8. In large cities and tourist areas, you will be bombarded with people trying to sell you things.
It happens. A polite no, gracias will work 99.9% of the time. At tourist sites, many guides will try and sell you their services. If they are certified they are well worth the price. Ask your hotel what prices to expect and get a guide in that price range. They will know which prices are too high. We learned SO much, but we also felt at some places we could do without after having so many guided tours. It’s up to you, but if you only buy one guided tour definitely do it at Machu Picchu.
9. Taxis are cheap. Tour companies were great.
Peru is not like Europe where it is easy and convenient to walk to most destinations. Taxis are required for a lot of the sites as they can be anywhere from 15 minutes to an hour drive. Make sure to get a legitimate taxi. They will have stickers posted in the windows. Ask the price BEFORE you get in the car and on your way. You can always walk away if you think the price is too high.

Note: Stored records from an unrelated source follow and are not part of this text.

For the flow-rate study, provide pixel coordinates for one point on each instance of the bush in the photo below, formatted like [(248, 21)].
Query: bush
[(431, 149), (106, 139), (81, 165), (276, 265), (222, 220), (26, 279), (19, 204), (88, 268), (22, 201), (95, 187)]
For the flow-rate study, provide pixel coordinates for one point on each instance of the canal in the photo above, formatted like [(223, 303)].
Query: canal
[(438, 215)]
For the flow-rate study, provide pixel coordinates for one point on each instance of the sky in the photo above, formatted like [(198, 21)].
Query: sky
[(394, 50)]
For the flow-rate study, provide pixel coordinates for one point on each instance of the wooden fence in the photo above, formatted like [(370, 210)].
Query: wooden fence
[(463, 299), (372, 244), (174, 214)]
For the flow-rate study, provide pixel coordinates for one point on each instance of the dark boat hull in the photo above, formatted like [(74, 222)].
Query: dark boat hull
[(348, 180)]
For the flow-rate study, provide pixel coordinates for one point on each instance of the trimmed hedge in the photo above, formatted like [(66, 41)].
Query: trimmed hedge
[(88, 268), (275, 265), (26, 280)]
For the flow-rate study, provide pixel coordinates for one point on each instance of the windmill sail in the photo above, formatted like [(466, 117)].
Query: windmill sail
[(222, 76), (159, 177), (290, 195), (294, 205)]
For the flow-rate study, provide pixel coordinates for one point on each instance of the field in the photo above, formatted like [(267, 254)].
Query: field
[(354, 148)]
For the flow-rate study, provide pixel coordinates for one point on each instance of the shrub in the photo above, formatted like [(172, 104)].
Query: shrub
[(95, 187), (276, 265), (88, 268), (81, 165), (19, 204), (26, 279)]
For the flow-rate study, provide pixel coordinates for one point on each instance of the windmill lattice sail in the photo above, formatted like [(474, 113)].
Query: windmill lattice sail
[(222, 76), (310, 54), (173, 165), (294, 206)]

Another way we traveled was by collectivo. These are small buses that leave whenever they are full. They are much cheaper, but also less comfortable and there’s no set schedule.
Choose your tour company wisely. Do they have a guide who speaks your language? Is the price reasonable compared to others? What is provided? Many of the day trips we went on started at 3am unless we did a private tour. They weren’t that much more expensive, but it just depends on your budget and how far in advance you plan. Many day trips will take several hours to get to, so keep that in mind.
Markets are everywhere and a lot of the vendors sell the same things. I haggled on everything I bought and usually paid half the price they had said when I started. Don’t be afraid to shop around or to give them a very low number to start so you can have some negotiating room. Everything I got has lasted a while and I’m still very happy with everything I bought. Markets also differ a little based on what town you’re in. It’s really neat to see what’s new and unique for each area we went to.